Wednesday, December 12, 2018

Batman Annual #3 Review


Every Time He Calls...

Written by: Tom Taylor
Art by: Otto Schmidt and A Larger World's Troy Peteri
Cover Price: $4.99
Release Date: December 12, 2018

It's Annual time even though it wasn't an Annuals Week, but we get Tom Taylor on Batman so I am in!  I have been begging for this Tom to be on Batman for a very long time and I will take all I can get.  So, how is this Alfred-centric issue?  Let's find out...



The issue starts with Alfred getting the dreaded call that Thomas and Martha have been shot.  I usually roll my eyes the more and more we get this scene, but seeing it through Alfred's eyes makes it way more fresh than I thought it would.  It also sets up the issue by giving us some honest to goodness character moments between Alfred and Bruce that pays off big time by the end.



Back in the present, Batman is doing kickass Batman stuff while Alfred goes about his mansion duties.  This is where the issue really shines as Taylor shows the reader all the little things that Alfred must do for Bruce...because he is Batman.  Without forcing it, we are shown that Alfred is the glue that holds it all together.

We do get a pretty good Batman story while all this is going on as well.  A new villain, The Drone, has decided to take his personal misery out on Gotham using undetectable drones...get it?!?  While that is going on, Taylor slips in awesome Alfred moments as well.  Chicken soup in a thermos anyone?



The story continues with The Drone tricking Batman into a fight where he is stabbed in the gut before taking the bad guy down.  That's when we get one of my favorite things...Alfred in the cowl!  Usually, this is for laughs, but here it's for ass kicking!  Some lowlifes end up on the business end of some Pennyworth uppercuts and I don't think you can read this part without smiling.

Tom Taylor continues wowing me with some Batmobile triage and then slips in some big feels when Leslie Tompkins gives Alfred a like father like son talk.  The feels continue as Alfred tells Leslie why he does what he does, but it all is just setting the reader up for the ending.

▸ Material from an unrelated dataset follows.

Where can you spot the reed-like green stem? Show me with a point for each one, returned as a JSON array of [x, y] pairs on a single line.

The issue ends with Bruce getting his turn to worry about Alfred, but also an opportunity to show him that he appreciates everything he does.  It is such a nice moment that isn't forced at all and involves a present that is so simple, but so big in its own way.



I loved this issue.  Yea, it's an Annual with a throwaway villain, but it also has more feels and humanity in thirty some pages than the entire regular run that is often praised for such a thing.  Everything is set up and earned which goes a long way when it comes to pulling at this guy's heartstrings.  Well done Tom, I hope we see you more often!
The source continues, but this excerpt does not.